If the use of clinical holding is required, then:
- The method should be appropriate to the age, size, physical condition and sex of the patient.
- The minimum amount of force should be applied, for the shortest possible duration.
- Adequate numbers of trained and experienced staff should be present.
- No restrictive measures involving neck compression should be used.
- The patient’s airway and head should be protected from obstruction and/or injury.
- A person with capacity to consent may require clinical holding to allow for safe and effective dental treatment. The process must be discussed in full. The patient has the right to withdraw their consent to clinical holding at any time.
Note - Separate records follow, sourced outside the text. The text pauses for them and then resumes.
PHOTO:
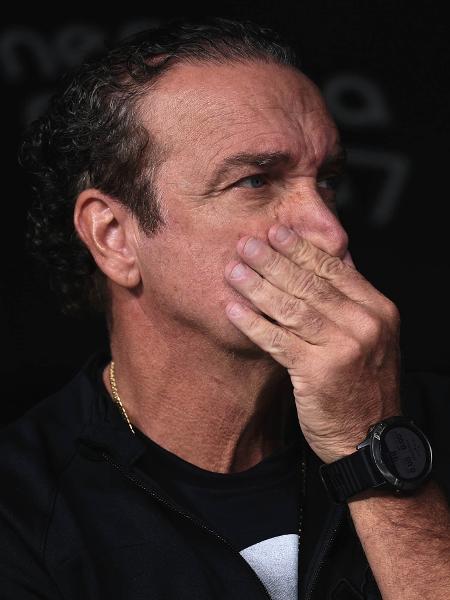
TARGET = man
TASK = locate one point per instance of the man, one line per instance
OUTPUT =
(184, 461)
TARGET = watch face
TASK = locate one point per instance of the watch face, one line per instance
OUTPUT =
(403, 452)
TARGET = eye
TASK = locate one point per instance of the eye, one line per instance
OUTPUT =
(252, 182)
(331, 182)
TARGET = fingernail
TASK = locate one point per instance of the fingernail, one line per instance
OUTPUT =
(238, 271)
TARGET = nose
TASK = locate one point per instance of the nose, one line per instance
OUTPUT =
(311, 217)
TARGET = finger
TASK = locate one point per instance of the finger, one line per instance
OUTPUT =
(282, 345)
(329, 268)
(295, 281)
(285, 309)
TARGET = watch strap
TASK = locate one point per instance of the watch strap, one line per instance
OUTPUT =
(350, 475)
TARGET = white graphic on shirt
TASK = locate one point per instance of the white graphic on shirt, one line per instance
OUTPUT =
(275, 561)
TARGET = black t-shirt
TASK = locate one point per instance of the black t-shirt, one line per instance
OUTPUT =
(257, 510)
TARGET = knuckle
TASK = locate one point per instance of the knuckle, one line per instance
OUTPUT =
(373, 328)
(314, 323)
(288, 307)
(273, 262)
(329, 265)
(302, 251)
(353, 348)
(303, 283)
(278, 339)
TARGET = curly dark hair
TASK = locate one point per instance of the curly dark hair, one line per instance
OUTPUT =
(91, 136)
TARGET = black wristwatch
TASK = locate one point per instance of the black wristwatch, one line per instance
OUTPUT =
(396, 455)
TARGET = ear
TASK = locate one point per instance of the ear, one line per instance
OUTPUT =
(106, 228)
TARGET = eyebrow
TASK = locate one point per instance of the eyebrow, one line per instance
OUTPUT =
(269, 160)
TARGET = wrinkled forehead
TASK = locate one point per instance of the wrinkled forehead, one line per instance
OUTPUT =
(209, 109)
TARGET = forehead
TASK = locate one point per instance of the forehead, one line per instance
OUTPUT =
(208, 110)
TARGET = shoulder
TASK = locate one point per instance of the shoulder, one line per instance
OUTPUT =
(34, 452)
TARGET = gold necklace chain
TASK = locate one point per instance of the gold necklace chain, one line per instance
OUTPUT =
(116, 397)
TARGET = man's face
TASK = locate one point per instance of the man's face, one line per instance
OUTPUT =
(204, 114)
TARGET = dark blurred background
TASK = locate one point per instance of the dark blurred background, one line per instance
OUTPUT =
(383, 68)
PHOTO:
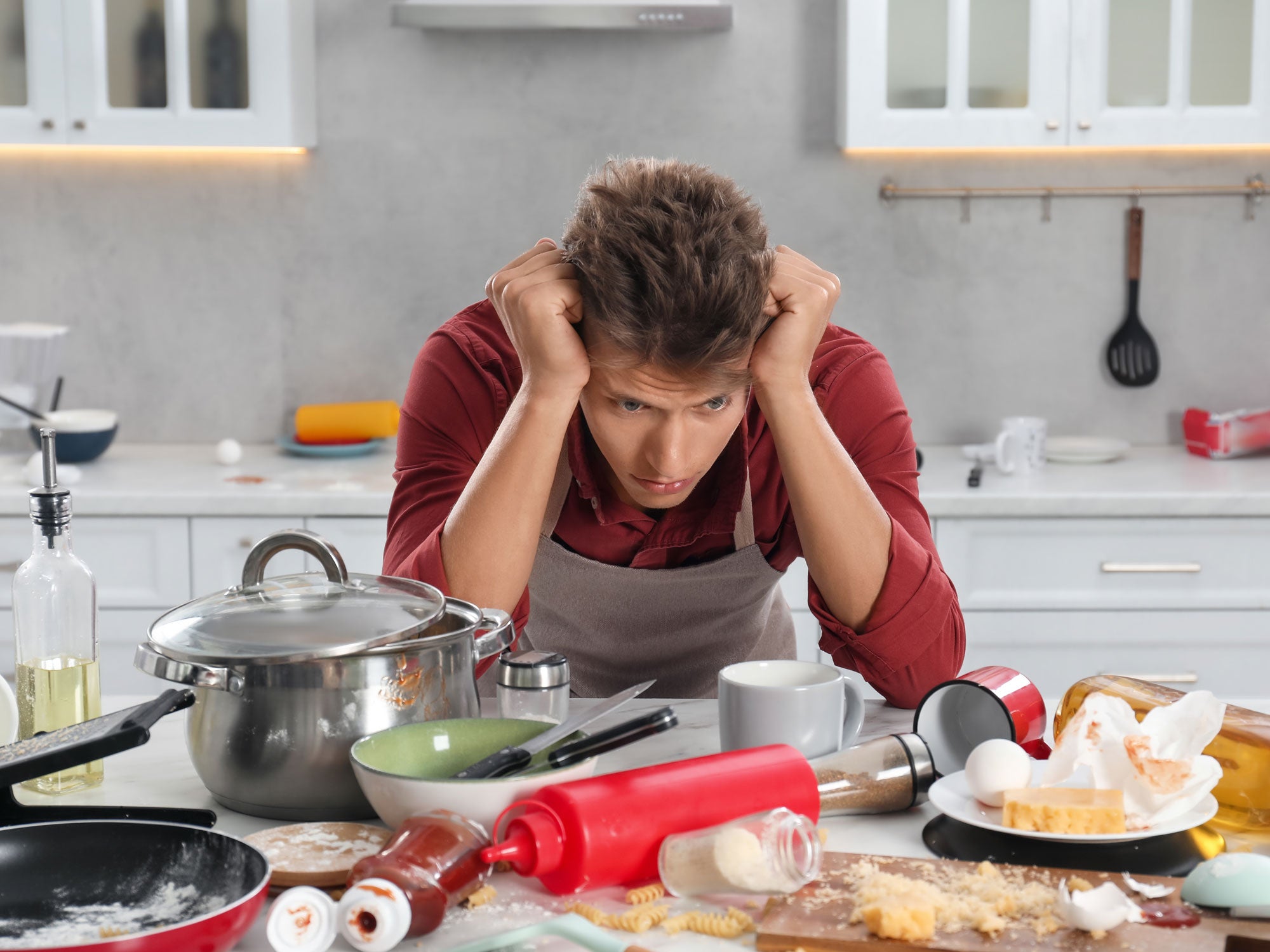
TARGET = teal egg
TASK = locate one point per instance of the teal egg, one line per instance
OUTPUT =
(1230, 880)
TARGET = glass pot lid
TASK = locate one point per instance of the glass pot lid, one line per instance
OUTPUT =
(297, 618)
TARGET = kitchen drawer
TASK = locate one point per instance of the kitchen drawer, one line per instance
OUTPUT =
(360, 541)
(139, 563)
(1226, 653)
(219, 548)
(1097, 564)
(119, 633)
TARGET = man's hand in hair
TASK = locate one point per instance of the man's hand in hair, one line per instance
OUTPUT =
(801, 299)
(538, 299)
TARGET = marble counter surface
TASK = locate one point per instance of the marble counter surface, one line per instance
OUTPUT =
(162, 775)
(185, 480)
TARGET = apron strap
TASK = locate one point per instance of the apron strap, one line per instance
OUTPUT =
(742, 536)
(559, 492)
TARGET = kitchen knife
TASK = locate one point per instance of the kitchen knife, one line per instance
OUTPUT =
(511, 760)
(619, 737)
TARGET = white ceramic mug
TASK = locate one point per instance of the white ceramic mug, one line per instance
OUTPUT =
(810, 706)
(8, 714)
(1020, 447)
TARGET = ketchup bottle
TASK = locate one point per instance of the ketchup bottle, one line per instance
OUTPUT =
(608, 831)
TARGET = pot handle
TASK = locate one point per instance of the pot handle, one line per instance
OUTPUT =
(197, 676)
(311, 543)
(500, 637)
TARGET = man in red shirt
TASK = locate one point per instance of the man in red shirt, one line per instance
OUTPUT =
(639, 431)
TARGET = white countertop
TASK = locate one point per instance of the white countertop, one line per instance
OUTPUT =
(162, 775)
(168, 479)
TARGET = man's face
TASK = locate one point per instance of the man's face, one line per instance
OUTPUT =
(658, 433)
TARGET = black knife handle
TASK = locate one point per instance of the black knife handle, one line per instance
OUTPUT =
(627, 733)
(497, 765)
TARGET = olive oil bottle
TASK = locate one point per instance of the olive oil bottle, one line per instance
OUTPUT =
(55, 628)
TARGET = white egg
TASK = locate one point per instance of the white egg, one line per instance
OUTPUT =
(995, 767)
(229, 453)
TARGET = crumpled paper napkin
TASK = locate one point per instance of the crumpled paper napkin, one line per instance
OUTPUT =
(1158, 764)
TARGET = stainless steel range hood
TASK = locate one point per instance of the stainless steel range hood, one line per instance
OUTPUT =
(580, 15)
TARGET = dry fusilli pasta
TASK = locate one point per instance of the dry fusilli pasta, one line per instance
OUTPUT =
(646, 894)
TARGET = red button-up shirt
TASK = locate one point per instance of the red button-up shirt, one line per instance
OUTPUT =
(460, 389)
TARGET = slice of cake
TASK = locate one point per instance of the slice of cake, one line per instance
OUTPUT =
(1065, 810)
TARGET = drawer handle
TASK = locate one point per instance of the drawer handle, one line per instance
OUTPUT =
(1151, 568)
(1188, 678)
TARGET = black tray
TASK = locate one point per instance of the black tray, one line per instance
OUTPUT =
(1172, 855)
(81, 744)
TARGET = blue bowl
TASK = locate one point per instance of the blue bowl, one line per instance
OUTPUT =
(82, 435)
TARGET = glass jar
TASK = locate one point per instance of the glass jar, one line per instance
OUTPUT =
(881, 776)
(766, 854)
(534, 686)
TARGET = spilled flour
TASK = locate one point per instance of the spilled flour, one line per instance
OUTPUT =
(73, 925)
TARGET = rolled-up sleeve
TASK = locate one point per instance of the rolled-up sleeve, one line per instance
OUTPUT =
(451, 411)
(915, 637)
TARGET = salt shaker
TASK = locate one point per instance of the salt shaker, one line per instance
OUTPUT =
(534, 686)
(775, 852)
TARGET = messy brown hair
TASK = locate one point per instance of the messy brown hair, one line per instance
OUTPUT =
(674, 266)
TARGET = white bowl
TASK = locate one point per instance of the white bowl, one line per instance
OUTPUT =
(432, 746)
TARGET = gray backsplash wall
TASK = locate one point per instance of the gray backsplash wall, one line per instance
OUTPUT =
(209, 295)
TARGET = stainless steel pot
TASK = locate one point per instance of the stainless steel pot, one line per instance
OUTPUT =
(270, 734)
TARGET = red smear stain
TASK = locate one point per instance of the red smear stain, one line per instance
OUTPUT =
(1170, 916)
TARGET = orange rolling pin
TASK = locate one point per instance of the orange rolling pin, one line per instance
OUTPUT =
(347, 423)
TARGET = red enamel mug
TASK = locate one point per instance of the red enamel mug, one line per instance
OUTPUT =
(990, 703)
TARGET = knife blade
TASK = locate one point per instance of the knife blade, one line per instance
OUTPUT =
(518, 758)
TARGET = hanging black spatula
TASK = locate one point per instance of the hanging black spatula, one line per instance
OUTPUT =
(1132, 355)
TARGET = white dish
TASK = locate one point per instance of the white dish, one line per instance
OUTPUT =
(953, 798)
(1085, 450)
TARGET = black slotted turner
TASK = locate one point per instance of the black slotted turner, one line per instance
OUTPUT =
(1132, 355)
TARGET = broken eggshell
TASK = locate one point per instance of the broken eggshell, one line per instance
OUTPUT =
(1097, 911)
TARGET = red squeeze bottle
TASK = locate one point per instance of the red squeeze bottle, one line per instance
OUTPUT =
(608, 831)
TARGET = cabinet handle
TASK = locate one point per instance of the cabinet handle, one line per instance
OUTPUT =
(1186, 678)
(1151, 568)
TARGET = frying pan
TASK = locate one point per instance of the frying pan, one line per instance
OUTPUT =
(167, 887)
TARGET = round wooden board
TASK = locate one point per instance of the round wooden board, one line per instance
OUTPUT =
(317, 854)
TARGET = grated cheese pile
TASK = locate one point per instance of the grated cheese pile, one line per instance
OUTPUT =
(987, 901)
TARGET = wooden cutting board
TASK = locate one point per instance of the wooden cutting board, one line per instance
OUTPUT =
(812, 923)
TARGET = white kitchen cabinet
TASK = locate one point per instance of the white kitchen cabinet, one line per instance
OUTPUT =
(218, 549)
(159, 73)
(32, 77)
(1053, 73)
(360, 541)
(139, 563)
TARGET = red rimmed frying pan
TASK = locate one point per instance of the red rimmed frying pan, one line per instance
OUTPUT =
(128, 887)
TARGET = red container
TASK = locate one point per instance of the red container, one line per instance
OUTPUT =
(608, 831)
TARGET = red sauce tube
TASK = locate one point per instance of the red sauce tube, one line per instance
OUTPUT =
(608, 831)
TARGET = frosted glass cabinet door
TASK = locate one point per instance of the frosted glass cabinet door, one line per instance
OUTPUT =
(1151, 73)
(32, 101)
(190, 73)
(953, 73)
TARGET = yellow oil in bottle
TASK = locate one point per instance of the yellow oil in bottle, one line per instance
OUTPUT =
(58, 692)
(1243, 747)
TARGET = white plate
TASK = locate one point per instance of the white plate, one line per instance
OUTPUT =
(952, 797)
(1085, 450)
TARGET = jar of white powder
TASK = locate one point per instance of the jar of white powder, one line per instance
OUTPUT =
(765, 854)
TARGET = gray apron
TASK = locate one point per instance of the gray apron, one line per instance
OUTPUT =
(619, 626)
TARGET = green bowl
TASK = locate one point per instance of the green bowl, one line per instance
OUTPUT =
(408, 771)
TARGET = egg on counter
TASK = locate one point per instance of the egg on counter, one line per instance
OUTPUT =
(1230, 880)
(995, 767)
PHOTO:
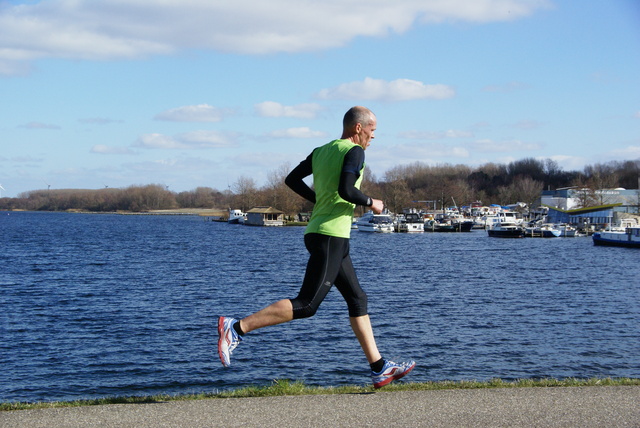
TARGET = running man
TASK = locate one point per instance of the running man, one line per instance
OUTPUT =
(337, 169)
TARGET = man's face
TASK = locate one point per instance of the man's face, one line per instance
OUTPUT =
(367, 133)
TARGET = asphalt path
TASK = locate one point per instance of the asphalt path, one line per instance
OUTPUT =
(593, 406)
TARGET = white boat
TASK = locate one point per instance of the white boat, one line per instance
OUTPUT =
(236, 217)
(411, 222)
(568, 231)
(546, 230)
(490, 220)
(626, 235)
(506, 230)
(380, 223)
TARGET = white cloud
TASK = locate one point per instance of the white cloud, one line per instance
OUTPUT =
(506, 88)
(300, 111)
(111, 150)
(197, 113)
(188, 140)
(302, 132)
(629, 152)
(420, 135)
(382, 90)
(491, 146)
(39, 125)
(115, 29)
(98, 121)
- When an individual lacks the capacity to consent, clinical holding can be used if it is felt to be in the best interests of the patient and the least restrictive and detrimental course of action. All treatment should be carried out in accordance with the Mental Capacity Act Code of Practice.
- It is reasonable under common law to use clinical holding as an emergency measure, where the patient’s behaviour represents an immediate or significant risk to themselves or others.
- Any decision to use clinical holding must be documented in the patient notes, including the length of time of the hold.
Cancer describes malignant disease. Its impact is very wide ranging depending on site, disease progression and treatment.
- Annual incidence in the UK (2014) is over 356 000 and increasing (Table 20.1).
- It is predominantly a disease of older people.
- One in three people in the UK will have cancer at some stage.
- In the UK, breast, lung, colorectal and prostate cancer account for 50% of cancers.
- Oral cancer is the most common cancer in men in Sri Lanka, India, Pakistan and Bangladesh. In the UK, it is 3%.
- With an older population and improved survival there are more people living with cancer.
Table 20.1 UK cancer incidence (Cancer Research UK, 2014).
|Head and neck||11 449|
Cancers of the head and neck are particularly relevant for the dentist for early recognition and the side effects of treatment (Table 20.2).